Likability has nothing to do with gender. We view people as likable when we think they like us. Even when we might not agree with them politically, we like to think that we could shoot the breeze.
Can you picture anyone shooting the breeze with Hillary Clinton for under six figures?
Likable people are people we might enjoy having fun with. Unlikable people ruin other people’s fun.
Elizabeth Warren has a likability problem because it’s hard to imagine her liking anyone. It’s all too easy to imagine her turning that look, which owes nothing to the Cherokee, but much to some dour Swedish ancestors hardened by centuries of exposure to freezing winds and colorless skies, upon us.
Warren, like the authentic hard-core progressive, doesn’t like people. She sees them as problems to be solved. Unlike Hillary, she isn’t animated by a free-floating bitterness and resentment. And probably doesn’t have a flow chart of enemies or voodoo dolls of everyone who ever thwarted her on a shelf.
But hating the human race less than your 2016 candidate does not a 2020 candidate make.

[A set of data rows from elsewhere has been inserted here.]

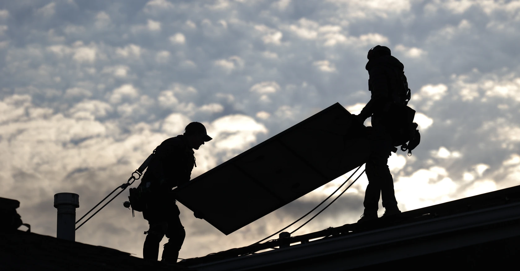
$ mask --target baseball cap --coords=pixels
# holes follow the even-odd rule
[[[186,128],[184,129],[184,131],[188,135],[194,135],[198,133],[205,135],[205,136],[204,138],[204,142],[207,142],[213,139],[210,136],[207,135],[207,133],[206,132],[206,127],[204,127],[204,124],[200,122],[194,122],[190,123],[190,124],[186,125]]]

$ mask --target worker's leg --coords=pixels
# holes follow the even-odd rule
[[[144,259],[157,261],[159,255],[159,243],[166,234],[167,227],[168,224],[166,222],[150,223],[150,229],[142,248]]]
[[[365,164],[368,185],[365,191],[365,214],[376,212],[380,195],[383,198],[383,205],[397,206],[394,193],[394,180],[388,166],[388,158],[391,154],[392,137],[381,125],[373,128],[370,136],[370,156]]]
[[[178,209],[178,207],[175,207]],[[163,261],[170,263],[176,263],[179,257],[179,251],[184,242],[186,232],[184,227],[180,223],[178,213],[174,212],[170,217],[168,223],[168,230],[166,233],[166,237],[168,238],[168,242],[164,244],[164,250],[163,250]]]
[[[378,125],[379,126],[379,125]],[[392,154],[393,148],[392,136],[382,126],[374,128],[376,140],[373,145],[371,164],[373,166],[373,178],[378,179],[379,188],[381,190],[383,207],[397,208],[397,201],[394,191],[394,179],[388,166],[388,158]],[[367,174],[368,176],[368,174]],[[379,200],[379,196],[378,196]]]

Lefties succeed when they pretend to like people. The best of them, like Obama and Hillary’s better half, are narcissists who thrived on the adulation of the campaign trail. But Warren doesn’t like people. Until recently, she avoided doing interviews. Her campaign debut had the frenzied desperation of careful planning. Unlike her rivals, she avoided people, until she had to grit her teeth and dive in all the way.
There’s never a politician so bad at politics that he or she won’t attract an admirer somewhere. But Warren’s ceiling is of her own making. Enough people told her that she could one day sit in the Oval Office that she came to believe it. And, like Hillary Clinton, she laboriously planned out a political campaign with the methodical relentlessness of a position paper, but with no grasp of people.
Three days in, Elizabeth Warren’s media shadow guard was already accusing critics of sexism.
Playing the identity politics card is a cheap way of suppressing dissent. But it doesn’t overcome the inherent flaws of a candidate. No amount of sexism accusations made Hillary Clinton a better candidate.
Identity politics works best when practiced by likable politicians who make voters want to reassure them of their own likability. That’s why Obama played the identity politics game and won big. Hillary Clinton didn’t make voters want to reassure her that they weren’t sexist pigs. Nor will Elizabeth Warren.
Warren’s resources and organization mean that she will be at this for over a year. When running against two other women, Warren’s constant cries of sexism will seem sillier than Hillary’s. But Democrats will still have to listen to them for over a year. It won’t make Warren any more likable, just more losable.